The Blossom is a simple, and easy to use, optical compressor based on the green channel of the Bloom (country mode) and features the exact same compression circuitry. It features an optical limiting circuit that takes its inspiration from compressors designed during the golden age of vacuum tube circuits. Optical compressors as they are called, are known for their transparency and subtlety. While the Blossom can provide a very aggressive response at more extreme compression settings, its real strength lies in its ability to add a gentle sweetening and roundness to the tone as the optical circuit works to polish off any rough edges in the sound. The frequency response of the compressor section is flat as a board and does not boost or cut any of your highs or lows. The Blossom can safely run from 9V-18V DC (center negative). Running it at 18V will give increased headroom and dynamic response.

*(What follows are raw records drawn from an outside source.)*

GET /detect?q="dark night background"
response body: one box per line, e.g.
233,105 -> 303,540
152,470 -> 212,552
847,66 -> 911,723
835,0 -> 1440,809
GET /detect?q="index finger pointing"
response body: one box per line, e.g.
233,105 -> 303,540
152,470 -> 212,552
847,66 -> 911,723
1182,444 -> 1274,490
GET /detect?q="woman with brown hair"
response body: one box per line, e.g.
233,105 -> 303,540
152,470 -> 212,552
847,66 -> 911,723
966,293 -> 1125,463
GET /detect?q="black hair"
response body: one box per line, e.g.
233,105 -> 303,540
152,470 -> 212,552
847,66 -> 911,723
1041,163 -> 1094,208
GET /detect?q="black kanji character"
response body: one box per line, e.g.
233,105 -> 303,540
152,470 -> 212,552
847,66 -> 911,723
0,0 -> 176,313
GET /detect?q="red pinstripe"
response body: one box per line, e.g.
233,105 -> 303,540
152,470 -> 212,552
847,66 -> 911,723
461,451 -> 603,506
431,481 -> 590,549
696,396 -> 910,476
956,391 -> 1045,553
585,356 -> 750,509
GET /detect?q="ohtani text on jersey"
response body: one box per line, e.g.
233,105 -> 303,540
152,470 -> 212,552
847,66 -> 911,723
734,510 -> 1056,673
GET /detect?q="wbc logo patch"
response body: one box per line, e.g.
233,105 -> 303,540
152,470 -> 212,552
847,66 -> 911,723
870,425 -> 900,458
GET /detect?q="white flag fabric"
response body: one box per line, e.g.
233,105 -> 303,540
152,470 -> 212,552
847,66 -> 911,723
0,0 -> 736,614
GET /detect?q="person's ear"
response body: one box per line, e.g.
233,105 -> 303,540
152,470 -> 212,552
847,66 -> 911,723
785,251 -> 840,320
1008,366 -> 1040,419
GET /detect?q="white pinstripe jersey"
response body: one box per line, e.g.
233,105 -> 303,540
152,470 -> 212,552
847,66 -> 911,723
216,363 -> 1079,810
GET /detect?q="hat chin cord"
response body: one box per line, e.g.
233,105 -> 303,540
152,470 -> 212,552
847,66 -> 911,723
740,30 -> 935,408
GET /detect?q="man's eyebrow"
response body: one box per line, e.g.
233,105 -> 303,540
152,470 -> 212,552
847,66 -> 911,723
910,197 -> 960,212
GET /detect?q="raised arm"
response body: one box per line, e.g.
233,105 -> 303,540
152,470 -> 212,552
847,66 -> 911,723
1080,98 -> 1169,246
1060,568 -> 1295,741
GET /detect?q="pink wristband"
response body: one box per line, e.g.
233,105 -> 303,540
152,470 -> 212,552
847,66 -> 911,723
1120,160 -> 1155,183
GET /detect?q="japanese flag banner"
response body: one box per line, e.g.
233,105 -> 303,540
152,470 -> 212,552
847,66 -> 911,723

Do NOT exceed 18V! Controls – Volume This control acts as a master volume. Changes to the Comp and Mix knob will typically necessitate a change to the Volume control to keep the overall level the same. – EQ Known as a tilt” EQ, when set at the center position the tone of the Blossom is totally flat. Rotated clockwise, the treble frequencies are increased and the bass frequencies are decreased. Conversely, when rotated counter-clockwise the treble frequencies are decreased and the bass frequencies are increased. This type of EQ is very effective when trying to adjust your tone to “fit in the mix”, as when adjusting the EQ to a brighter setting, not only will your guitars tone stick out more in the mix, but your low end will trim up and add clarity to your tone. – Comp Turn clockwise for more compression. Balance this with the Mix and volume controls. – Mix Allows you to blend in your clean uncompressed signal with the compressed signal. Try running your Comp knob full up and use the Mix control to adjust the intensity of the compression. Doing this will allow the attack of your note to feel normal while adding sustain to the back end of the note.”